# Imports

In [33]:
import joblib
import re

# --- 1. Load the Saved Model and Vectorizer ---

In [34]:
try:
    model = joblib.load('model/spam_classifier_model.pkl')
    vectorizer = joblib.load('model/tfidf_vectorizer.pkl')
    print("Model and vectorizer loaded successfully.")
except FileNotFoundError:
    print("Error: Model or vectorizer files not found.")
    print("Please run the training script first to create these files.")
    exit()

Model and vectorizer loaded successfully.

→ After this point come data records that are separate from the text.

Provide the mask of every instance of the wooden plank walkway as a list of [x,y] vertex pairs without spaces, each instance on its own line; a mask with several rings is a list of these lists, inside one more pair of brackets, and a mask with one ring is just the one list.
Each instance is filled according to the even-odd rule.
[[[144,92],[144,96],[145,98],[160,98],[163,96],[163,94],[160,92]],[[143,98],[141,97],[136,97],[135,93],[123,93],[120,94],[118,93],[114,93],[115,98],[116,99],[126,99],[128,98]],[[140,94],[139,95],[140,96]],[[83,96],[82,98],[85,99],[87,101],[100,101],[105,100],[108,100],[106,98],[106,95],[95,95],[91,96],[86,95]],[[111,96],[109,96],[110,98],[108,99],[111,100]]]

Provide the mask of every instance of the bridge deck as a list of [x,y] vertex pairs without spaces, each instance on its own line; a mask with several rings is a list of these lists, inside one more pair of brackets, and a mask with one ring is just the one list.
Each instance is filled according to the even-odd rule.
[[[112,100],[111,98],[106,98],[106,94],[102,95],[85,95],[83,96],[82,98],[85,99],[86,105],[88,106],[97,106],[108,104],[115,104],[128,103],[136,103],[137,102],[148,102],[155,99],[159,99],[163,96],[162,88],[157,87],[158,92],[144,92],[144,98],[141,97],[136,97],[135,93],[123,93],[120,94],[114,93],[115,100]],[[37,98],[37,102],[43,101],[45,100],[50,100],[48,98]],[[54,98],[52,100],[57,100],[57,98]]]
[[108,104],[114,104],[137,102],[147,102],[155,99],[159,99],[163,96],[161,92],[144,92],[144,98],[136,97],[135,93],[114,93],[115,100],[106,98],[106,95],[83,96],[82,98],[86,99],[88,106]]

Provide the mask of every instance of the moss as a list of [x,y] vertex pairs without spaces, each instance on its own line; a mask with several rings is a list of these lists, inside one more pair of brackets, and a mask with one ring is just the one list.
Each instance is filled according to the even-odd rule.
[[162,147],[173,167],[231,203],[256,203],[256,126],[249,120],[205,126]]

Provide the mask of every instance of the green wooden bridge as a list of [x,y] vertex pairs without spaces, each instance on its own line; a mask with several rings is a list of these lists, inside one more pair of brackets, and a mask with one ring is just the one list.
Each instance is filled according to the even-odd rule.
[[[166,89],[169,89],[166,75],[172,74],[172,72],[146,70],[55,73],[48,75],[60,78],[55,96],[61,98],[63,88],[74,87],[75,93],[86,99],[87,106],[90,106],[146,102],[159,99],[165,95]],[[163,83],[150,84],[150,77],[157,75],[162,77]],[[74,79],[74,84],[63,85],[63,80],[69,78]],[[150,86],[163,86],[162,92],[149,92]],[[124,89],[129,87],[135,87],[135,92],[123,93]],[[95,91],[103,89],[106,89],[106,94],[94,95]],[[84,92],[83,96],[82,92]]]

# --- 2. Define the Preprocessing and Prediction Functions ---

In [35]:
def preprocess_text(text):
    """Applies the exact same cleaning steps used during training."""
    text = text.lower()
    text = re.sub(r'[^a-zA-Z\s]', '', text)
    text = re.sub(r'\s+', ' ', text).strip()
    return text

def classify_email(subject, body):
    """
    Takes an email's subject and body, preprocesses them, and predicts
    if it is spam (1) or not spam (0).
    """
    full_text = subject + " " + body
    cleaned_text = preprocess_text(full_text)
    
    text_vector = vectorizer.transform([cleaned_text])
    
    prediction = model.predict(text_vector)
    probability = model.predict_proba(text_vector)
    
    # Get the probability of the email being spam (class 1)
    if prediction == 1:
        return f"Prediction: SPAM (Confidence: {probability[0][1]:.2%})"
    else:
        return f"Prediction: NOT SPAM (Confidence: {probability[0][0]:.2%})"

# --- 3. Query the Model with Example Emails ---

In [36]:
# Example 1: A classic spam email
spam_subject = "URGENT: You have won a prize!"
spam_body = "Congratulations, you have been selected to win a free vacation. Click here to claim now."

# Example 2: A typical legitimate email
ham_subject = "Meeting Reminder"
ham_body = "Hi team, just a reminder that our quarterly review meeting is scheduled for tomorrow at 10 AM. Please find the agenda attached."

print("\n--- Classifying New Emails ---")
print(f"\nEmail 1:\nSubject: {spam_subject}\nBody: {spam_body}")
print(classify_email(spam_subject, spam_body))

print(f"\nEmail 2:\nSubject: {ham_subject}\nBody: {ham_body}")
print(classify_email(ham_subject, ham_body))


--- Classifying New Emails ---

Email 1:
Subject: URGENT: You have won a prize!
Body: Congratulations, you have been selected to win a free vacation. Click here to claim now.
Prediction: SPAM (Confidence: 90.45%)

Email 2:
Subject: Meeting Reminder
Body: Hi team, just a reminder that our quarterly review meeting is scheduled for tomorrow at 10 AM. Please find the agenda attached.
Prediction: NOT SPAM (Confidence: 75.63%)